Imagine hopping in an electric air taxi on a heliport atop your New York office and traveling 14 miles away to John F. Kennedy International Airport in just six minutes to catch a flight to Philadelphia for a meeting. Or, even better, skipping the commercial flight altogether and taking a 27-minute air taxi directly to your Philadelphia destination. That’s the goal of Lilium, an aviation company based in Munich.
Founded in 2015, Lilium has designed and prototyped the Lilium Jet, a five-seat, electric vertical take-off and landing (eVOTL) aircraft the company hopes will be fully operational in cities worldwide by 2025. Lilium is just one of dozens of companies working on aircraft for the budding urban air mobility (UAM) movement, from large OEMs like Boeing to small entrepreneurships and divisions of ride-hailing companies such as Uber Elevate.
“Urban air mobility is the use of low-altitude air space in, around and between cities for the movement of people and goods,” says Jonathan Hartman, disruptive technology lead with Sikorsky Innovations, part of Lockheed Martin. “It’s about adding a new dimension to the existing multimodal mobility networks that we already have.”
Urban air mobility may still seem like fodder for futuristic sci-fi movies, but it’s very much a tangible business in the here-and-now. As of September 2018, more than $1 billion had been invested in UAM, according to an urban air mobility market study conducted for NASA by the information technology consulting firm Booz Allen Hamilton.
“UAM will take the aviation industry and make it accessible to private citizens on a daily basis,” says Andrea Shestopalov, unmanned traffic management program manager for AiRXOS, part of GE Aviation. “The time is now for people to start getting in the game because there’s a tremendous opportunity to provide value.”

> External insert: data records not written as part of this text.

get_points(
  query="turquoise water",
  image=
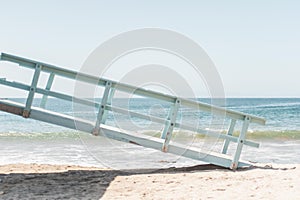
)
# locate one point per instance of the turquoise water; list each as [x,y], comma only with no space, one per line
[28,141]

That opportunity extends to composites suppliers and manufacturers. “To make a vehicle that’s sustainable and feasible in this space, it’s going to have to be very light and very strong,” says Shestopalov. “And that’s where the composites industry can come in and be the only game in town.”
Opportunities for UAM
The concept behind urban air mobility isn’t new. “It’s a new term for a mission that has been executed for the last four or five decades by companies, including Sikorsky,” says Hartman. “Helicopters serve this mission today.” Traditional rotor-blade helicopters have been used in cities for functions such as critical care medical transport and media reporting on traffic, but they haven’t transformed into a ubiquitous mode of transport. Experts agree that’s poised to change, thanks to two key enabling technologies.